1- Dava, mevduat hesabında bulunan davacı şirkete ait paranın, davalı banka tarafından tek başına para çekmeye yetkisi bulunmayan davacı şirket temsilcisine ödendiği iddiasına dayalı alacak istemine ilişkindir. Mahkemece bozmaya uyularak, yukarıda özetlenen gerekçelerle davalı banka hakkındaki davanın kabulüne karar verilmiştir. Ancak, hükümden sonra, … 1. Asliye Ticaret Mahkemesi’nin 16.11.2017 tarih ve 2017/41 Esas sayılı kararı ile davalı bankanın iflasına karar verilmiştir.
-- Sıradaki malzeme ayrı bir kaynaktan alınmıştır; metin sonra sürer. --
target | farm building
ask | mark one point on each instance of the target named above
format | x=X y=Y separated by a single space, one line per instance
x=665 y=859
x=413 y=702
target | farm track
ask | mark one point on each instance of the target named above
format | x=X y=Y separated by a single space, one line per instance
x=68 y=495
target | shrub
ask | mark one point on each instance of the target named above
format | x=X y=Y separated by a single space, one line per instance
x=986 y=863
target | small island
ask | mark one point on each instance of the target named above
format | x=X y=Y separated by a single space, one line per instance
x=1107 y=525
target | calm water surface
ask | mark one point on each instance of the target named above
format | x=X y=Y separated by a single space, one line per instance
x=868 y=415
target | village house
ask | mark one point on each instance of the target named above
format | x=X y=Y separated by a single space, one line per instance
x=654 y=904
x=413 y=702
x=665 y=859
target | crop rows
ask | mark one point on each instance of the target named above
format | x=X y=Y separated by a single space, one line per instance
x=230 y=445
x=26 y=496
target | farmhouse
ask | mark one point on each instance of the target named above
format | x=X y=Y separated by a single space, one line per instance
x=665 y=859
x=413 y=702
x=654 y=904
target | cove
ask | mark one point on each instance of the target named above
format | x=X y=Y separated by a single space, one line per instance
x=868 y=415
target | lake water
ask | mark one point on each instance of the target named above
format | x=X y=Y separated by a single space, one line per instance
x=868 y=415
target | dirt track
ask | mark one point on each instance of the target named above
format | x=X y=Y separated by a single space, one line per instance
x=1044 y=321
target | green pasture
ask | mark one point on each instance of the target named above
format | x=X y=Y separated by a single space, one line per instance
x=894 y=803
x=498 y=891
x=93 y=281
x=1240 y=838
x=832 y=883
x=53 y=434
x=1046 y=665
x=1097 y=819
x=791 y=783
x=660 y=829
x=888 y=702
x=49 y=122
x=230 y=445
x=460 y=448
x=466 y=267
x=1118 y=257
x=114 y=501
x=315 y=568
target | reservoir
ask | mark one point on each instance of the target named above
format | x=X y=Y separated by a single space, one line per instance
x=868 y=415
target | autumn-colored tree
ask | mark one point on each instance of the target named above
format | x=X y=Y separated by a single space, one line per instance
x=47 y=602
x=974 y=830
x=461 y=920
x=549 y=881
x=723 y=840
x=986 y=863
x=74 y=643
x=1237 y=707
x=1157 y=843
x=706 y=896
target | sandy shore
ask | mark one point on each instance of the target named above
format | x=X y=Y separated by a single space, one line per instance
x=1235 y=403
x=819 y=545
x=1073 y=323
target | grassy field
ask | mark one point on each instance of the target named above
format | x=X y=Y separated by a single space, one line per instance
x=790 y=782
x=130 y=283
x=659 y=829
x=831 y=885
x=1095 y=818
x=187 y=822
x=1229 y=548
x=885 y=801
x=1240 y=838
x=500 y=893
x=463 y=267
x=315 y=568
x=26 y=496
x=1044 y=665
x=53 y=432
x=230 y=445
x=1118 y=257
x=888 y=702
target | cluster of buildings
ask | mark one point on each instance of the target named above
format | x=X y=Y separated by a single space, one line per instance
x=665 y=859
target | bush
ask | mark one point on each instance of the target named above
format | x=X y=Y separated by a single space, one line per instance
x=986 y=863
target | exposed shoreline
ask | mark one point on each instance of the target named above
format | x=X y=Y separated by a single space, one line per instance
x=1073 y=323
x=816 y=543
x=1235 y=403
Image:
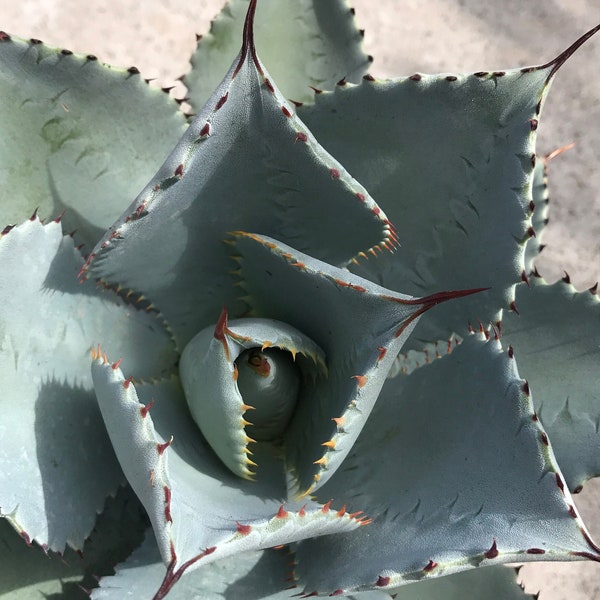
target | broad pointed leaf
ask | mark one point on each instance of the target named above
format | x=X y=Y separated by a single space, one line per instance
x=455 y=470
x=51 y=429
x=360 y=326
x=246 y=162
x=78 y=136
x=30 y=573
x=199 y=510
x=491 y=583
x=556 y=340
x=304 y=42
x=265 y=575
x=448 y=157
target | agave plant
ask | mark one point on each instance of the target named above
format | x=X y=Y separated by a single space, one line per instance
x=242 y=357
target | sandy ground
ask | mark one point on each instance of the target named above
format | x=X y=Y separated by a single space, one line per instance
x=408 y=36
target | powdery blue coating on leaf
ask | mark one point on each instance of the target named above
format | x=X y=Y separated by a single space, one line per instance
x=455 y=471
x=556 y=341
x=360 y=326
x=539 y=218
x=211 y=382
x=56 y=462
x=265 y=575
x=450 y=159
x=491 y=583
x=78 y=136
x=246 y=162
x=200 y=512
x=29 y=572
x=304 y=42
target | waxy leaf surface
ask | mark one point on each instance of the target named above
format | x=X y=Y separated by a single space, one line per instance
x=53 y=438
x=249 y=575
x=443 y=500
x=448 y=157
x=199 y=510
x=556 y=340
x=359 y=325
x=79 y=136
x=246 y=162
x=304 y=43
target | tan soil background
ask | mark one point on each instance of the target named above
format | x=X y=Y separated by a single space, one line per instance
x=405 y=37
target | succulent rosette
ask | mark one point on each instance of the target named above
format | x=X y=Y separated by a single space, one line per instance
x=266 y=373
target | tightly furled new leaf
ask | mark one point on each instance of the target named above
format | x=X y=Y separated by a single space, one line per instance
x=248 y=310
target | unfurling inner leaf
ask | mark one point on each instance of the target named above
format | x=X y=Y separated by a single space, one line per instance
x=269 y=381
x=242 y=382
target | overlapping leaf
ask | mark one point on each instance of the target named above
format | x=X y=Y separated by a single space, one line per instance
x=448 y=157
x=199 y=510
x=29 y=572
x=556 y=339
x=539 y=218
x=491 y=583
x=56 y=461
x=304 y=42
x=456 y=471
x=246 y=162
x=78 y=136
x=251 y=575
x=360 y=326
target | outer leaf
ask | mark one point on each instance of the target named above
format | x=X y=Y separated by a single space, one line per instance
x=199 y=510
x=443 y=501
x=360 y=326
x=448 y=157
x=556 y=339
x=52 y=432
x=491 y=583
x=539 y=217
x=29 y=573
x=248 y=163
x=78 y=135
x=250 y=575
x=304 y=42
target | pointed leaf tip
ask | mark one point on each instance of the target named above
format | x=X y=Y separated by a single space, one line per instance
x=248 y=40
x=562 y=58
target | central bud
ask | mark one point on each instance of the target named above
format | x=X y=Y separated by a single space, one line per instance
x=269 y=381
x=242 y=382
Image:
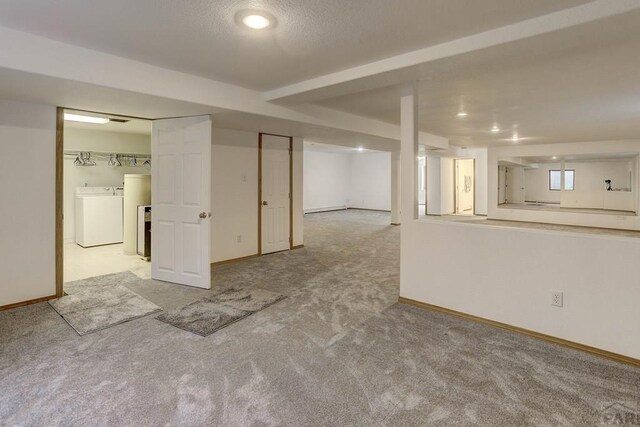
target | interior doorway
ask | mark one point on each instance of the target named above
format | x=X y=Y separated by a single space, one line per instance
x=104 y=198
x=275 y=207
x=102 y=154
x=464 y=187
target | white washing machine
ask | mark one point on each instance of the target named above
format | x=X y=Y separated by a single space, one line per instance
x=98 y=216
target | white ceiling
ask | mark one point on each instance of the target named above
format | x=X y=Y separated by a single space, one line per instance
x=573 y=82
x=311 y=38
x=134 y=126
x=578 y=84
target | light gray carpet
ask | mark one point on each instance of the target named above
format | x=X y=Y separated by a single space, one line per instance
x=338 y=351
x=101 y=302
x=210 y=314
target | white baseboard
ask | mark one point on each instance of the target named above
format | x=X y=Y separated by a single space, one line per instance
x=326 y=209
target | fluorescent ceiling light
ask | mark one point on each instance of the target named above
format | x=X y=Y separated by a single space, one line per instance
x=257 y=22
x=85 y=119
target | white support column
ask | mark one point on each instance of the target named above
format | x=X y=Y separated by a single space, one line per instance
x=395 y=188
x=409 y=153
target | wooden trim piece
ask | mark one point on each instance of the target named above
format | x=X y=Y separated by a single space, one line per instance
x=117 y=115
x=260 y=189
x=367 y=209
x=290 y=193
x=59 y=185
x=560 y=341
x=29 y=302
x=260 y=194
x=229 y=261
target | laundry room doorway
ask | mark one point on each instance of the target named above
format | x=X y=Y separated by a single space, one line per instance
x=106 y=196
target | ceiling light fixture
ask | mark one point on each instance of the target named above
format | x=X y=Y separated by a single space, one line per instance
x=256 y=21
x=85 y=119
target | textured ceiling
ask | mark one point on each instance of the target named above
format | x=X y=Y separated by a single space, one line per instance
x=578 y=84
x=312 y=37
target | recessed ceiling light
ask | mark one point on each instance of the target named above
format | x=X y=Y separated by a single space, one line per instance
x=85 y=119
x=255 y=21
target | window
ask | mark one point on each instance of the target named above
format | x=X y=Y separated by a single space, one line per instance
x=555 y=179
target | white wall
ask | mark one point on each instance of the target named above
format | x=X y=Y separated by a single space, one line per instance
x=507 y=275
x=326 y=180
x=434 y=186
x=27 y=211
x=341 y=180
x=536 y=184
x=101 y=174
x=370 y=181
x=234 y=200
x=589 y=184
x=631 y=222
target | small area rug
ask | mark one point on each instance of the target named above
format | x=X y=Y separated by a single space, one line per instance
x=102 y=303
x=213 y=313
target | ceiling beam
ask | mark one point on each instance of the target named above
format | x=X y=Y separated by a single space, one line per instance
x=404 y=67
x=60 y=63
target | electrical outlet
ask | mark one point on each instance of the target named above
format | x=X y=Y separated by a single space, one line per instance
x=556 y=298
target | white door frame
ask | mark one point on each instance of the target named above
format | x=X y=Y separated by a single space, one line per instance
x=260 y=189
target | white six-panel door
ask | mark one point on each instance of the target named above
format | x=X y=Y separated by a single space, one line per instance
x=276 y=194
x=181 y=201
Bu itibarla, davalı banka hakkındaki davanın, iflas memurlarına tebligat yapılması suretiyle kayıt kabul davası olarak görülmesi gerekirken, esasa ilişkin karar verilmesi doğru görülmemiş, re’sen bozmayı gerektirmiştir.
2- Bozma sebep ve şekline göre davalı banka vekilinin sair temyiz itirazlarının incelenmesine şimdilik gerek görülmemiştir.
SONUÇ: Yukarıda (1) numaralı bentte açıklanan nedenlerle kararın re’sen BOZULMASINA, (2) numaralı bentte açıklanan nedenlerle davalı banka vekilinin temyiz itirazlarının incelenmesine şimdilik yer olmadığına, 03/12/2018 tarihinde oybirliğiyle karar verildi.